Given (x+a1) * (x+a2) * (x+a3) * ... * (x+an), find the coefficient of the term x^k.

In the case of n, k <= 10^5, one way to approach the problem is to use FFT to convolute the terms layer by layer, by eventually raising the maximum power of the terms. (i.e. evaluate the terms grouped in two, four, eight etc. terms) The time complexity of this approach is around O(N*log^2(N)).

In another case where k << n, where k is way smaller than n, or in this case of: (a1*x^k + a2* x^(k-1) + .... + ak) * (b1*x^k + .... + bk) * (c1*x^k + ... + ck) * ..... (n polymials of x^k)

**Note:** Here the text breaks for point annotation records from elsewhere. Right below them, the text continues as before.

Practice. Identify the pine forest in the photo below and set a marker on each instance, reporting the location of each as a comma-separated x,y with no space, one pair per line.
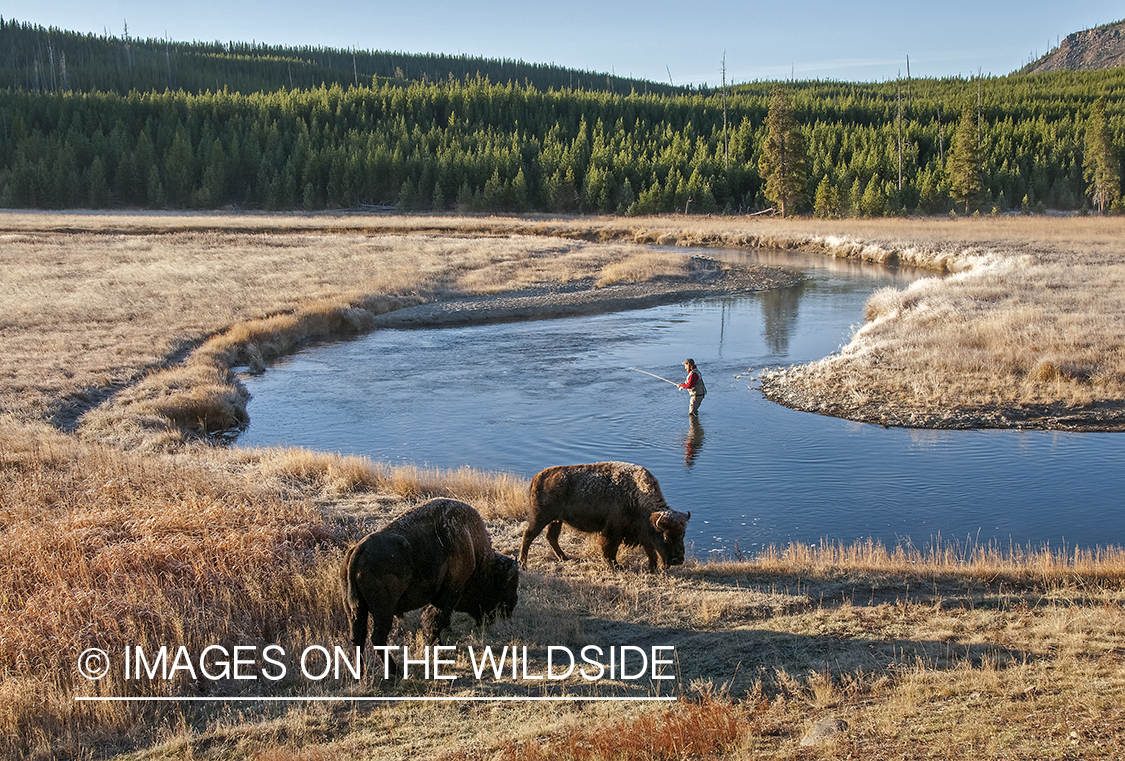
99,122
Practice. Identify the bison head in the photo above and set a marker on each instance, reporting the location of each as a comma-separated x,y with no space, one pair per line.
668,529
494,592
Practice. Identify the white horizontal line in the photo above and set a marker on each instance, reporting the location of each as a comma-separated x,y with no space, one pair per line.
369,699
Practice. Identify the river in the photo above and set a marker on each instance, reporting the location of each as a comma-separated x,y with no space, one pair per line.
521,396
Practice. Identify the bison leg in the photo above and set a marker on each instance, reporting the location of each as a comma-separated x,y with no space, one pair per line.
529,535
610,545
437,616
379,635
552,538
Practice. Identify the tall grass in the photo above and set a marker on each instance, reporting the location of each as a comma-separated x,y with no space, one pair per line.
102,548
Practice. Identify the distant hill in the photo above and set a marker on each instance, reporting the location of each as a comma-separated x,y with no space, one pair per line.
1103,47
48,60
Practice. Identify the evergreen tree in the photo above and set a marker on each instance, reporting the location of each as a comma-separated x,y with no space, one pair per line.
1101,166
784,158
964,169
827,203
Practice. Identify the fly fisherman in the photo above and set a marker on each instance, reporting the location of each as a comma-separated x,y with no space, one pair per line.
694,384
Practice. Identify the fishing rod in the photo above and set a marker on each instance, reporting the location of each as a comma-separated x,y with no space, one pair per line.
655,376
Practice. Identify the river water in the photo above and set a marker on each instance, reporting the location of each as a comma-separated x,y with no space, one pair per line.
522,396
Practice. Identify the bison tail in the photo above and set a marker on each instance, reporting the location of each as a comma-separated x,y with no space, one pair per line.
352,599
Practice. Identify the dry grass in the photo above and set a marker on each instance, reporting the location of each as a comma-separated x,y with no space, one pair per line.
953,652
934,654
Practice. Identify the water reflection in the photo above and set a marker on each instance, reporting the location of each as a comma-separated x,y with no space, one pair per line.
780,311
523,396
692,441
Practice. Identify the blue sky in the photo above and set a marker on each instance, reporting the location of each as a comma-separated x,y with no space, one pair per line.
863,41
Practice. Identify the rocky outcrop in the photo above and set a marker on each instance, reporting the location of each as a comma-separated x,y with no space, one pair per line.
1103,47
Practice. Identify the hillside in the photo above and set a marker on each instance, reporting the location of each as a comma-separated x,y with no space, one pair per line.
1103,47
51,60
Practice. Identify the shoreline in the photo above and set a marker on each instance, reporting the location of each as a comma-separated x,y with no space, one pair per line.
581,297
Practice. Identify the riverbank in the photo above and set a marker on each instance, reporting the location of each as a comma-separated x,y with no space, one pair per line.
119,530
960,651
1023,332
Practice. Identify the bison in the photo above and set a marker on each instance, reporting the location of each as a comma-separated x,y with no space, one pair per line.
437,555
620,501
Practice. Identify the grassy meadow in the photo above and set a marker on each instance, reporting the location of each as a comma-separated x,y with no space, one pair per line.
120,525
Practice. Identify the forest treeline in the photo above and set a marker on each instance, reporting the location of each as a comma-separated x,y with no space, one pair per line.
48,60
478,145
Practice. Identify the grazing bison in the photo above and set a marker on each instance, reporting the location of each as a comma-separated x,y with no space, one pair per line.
438,555
620,501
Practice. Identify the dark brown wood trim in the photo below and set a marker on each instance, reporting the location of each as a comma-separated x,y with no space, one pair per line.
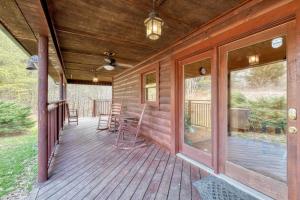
225,166
53,34
194,153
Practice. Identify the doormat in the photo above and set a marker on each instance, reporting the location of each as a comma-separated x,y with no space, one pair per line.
213,188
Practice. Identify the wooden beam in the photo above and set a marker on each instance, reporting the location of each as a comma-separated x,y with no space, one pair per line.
53,34
297,54
43,109
85,82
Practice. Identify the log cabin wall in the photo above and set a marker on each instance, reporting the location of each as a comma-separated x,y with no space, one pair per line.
160,124
157,120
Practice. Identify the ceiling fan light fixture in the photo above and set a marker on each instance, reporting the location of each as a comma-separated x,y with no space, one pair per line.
109,67
95,79
153,25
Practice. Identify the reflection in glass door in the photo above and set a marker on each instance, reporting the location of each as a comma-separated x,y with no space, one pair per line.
257,109
197,108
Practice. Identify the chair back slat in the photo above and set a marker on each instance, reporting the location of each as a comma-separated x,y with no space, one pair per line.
141,118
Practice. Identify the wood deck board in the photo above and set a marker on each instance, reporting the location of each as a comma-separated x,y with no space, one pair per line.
87,166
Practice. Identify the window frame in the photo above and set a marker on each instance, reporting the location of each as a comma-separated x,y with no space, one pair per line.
154,68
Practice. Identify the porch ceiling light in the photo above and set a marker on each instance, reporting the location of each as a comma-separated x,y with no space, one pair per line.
277,42
253,60
153,25
32,63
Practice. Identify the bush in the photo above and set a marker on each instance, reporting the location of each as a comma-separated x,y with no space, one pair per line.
14,118
264,112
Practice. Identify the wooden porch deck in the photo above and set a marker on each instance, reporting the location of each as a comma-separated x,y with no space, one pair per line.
88,166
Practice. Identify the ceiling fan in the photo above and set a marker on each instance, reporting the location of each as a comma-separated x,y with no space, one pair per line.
110,62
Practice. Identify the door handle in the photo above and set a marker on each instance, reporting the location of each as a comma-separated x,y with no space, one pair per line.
293,130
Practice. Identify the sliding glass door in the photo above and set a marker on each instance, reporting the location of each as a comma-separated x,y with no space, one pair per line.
256,137
198,75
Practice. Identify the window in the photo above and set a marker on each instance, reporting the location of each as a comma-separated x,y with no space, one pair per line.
150,85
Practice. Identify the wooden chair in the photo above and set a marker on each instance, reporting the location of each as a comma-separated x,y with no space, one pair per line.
72,114
128,133
110,121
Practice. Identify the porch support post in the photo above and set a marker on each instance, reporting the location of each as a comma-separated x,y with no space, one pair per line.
61,87
298,89
43,109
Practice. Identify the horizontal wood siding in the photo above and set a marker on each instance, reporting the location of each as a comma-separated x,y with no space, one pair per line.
156,122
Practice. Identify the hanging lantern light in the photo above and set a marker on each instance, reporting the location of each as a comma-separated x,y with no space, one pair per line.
253,60
153,25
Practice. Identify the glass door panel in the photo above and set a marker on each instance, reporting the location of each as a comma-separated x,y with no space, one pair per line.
257,108
197,109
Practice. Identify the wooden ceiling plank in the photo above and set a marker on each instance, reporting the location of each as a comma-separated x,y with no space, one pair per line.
101,38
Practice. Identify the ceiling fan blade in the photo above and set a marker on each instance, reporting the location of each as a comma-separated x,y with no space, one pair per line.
124,65
101,67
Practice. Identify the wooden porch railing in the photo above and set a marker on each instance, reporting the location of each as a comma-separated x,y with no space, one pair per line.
199,112
56,118
101,107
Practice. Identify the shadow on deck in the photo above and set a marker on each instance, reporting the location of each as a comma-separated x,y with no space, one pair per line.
87,166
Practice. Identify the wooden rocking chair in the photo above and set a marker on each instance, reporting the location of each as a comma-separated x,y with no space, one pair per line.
72,114
110,121
128,134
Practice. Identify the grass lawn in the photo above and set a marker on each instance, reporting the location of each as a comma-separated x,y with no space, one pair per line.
18,166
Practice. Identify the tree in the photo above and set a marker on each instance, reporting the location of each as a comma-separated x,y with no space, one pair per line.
271,74
14,118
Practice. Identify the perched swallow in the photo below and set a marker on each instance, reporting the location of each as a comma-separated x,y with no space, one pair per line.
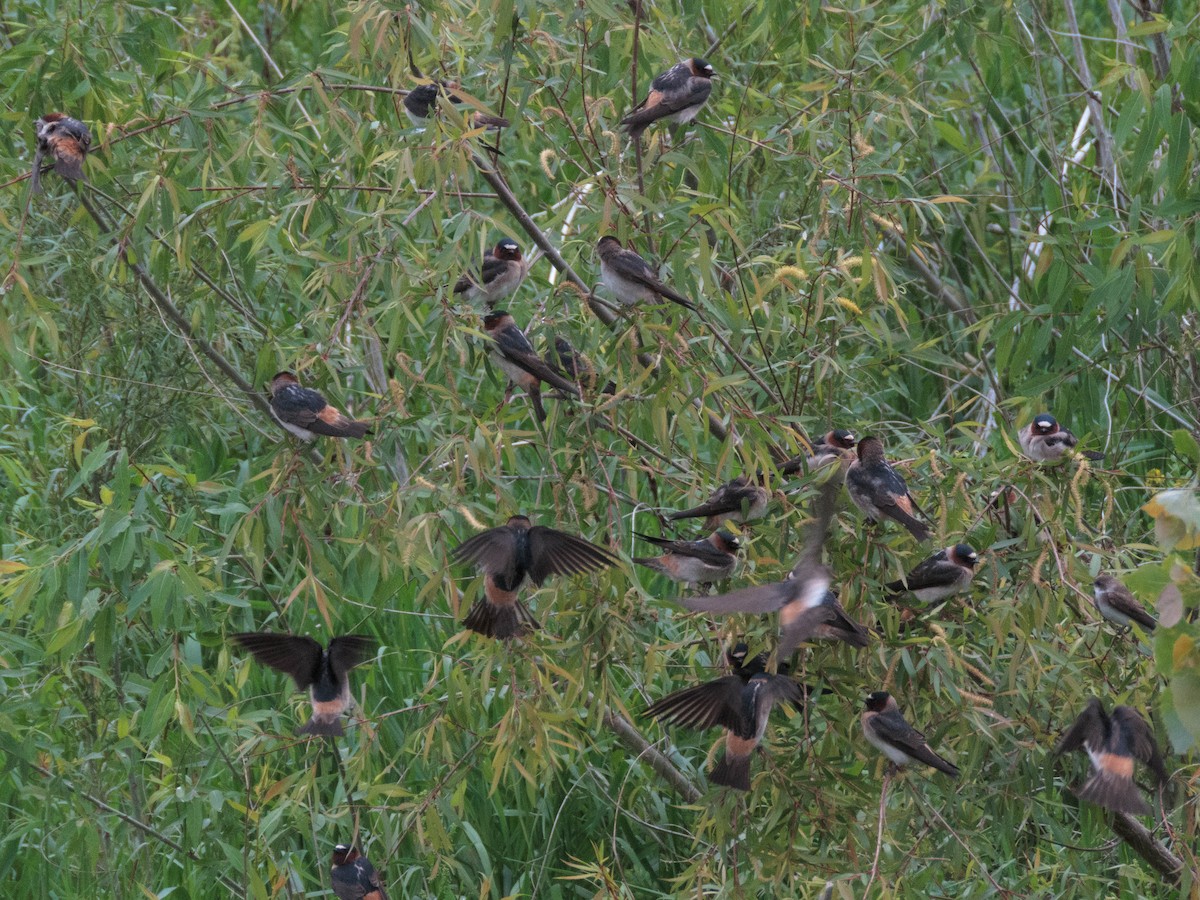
1113,743
1117,604
886,729
354,877
502,273
1045,441
323,671
631,279
808,610
421,103
947,573
677,94
64,138
834,445
694,562
509,555
306,414
737,501
738,705
880,491
516,358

Where O((n*k)log(n*k)) is on the verge of risking TLE

I wonder if it is possible to trim the terms so that we don't have to evaluate beyond k <= 2^i terms as if we are convoluting the polynomials with brute force.

As all the original terms have effect on all values after FFT, I assume that one could not naively extract the least significant 2^i terms from the FFT array, so inverse FFT should be applied before trimming (And O(nlogn) isn't too expensive anyways). Yet, I would like to know if there exist an approach which works around this step.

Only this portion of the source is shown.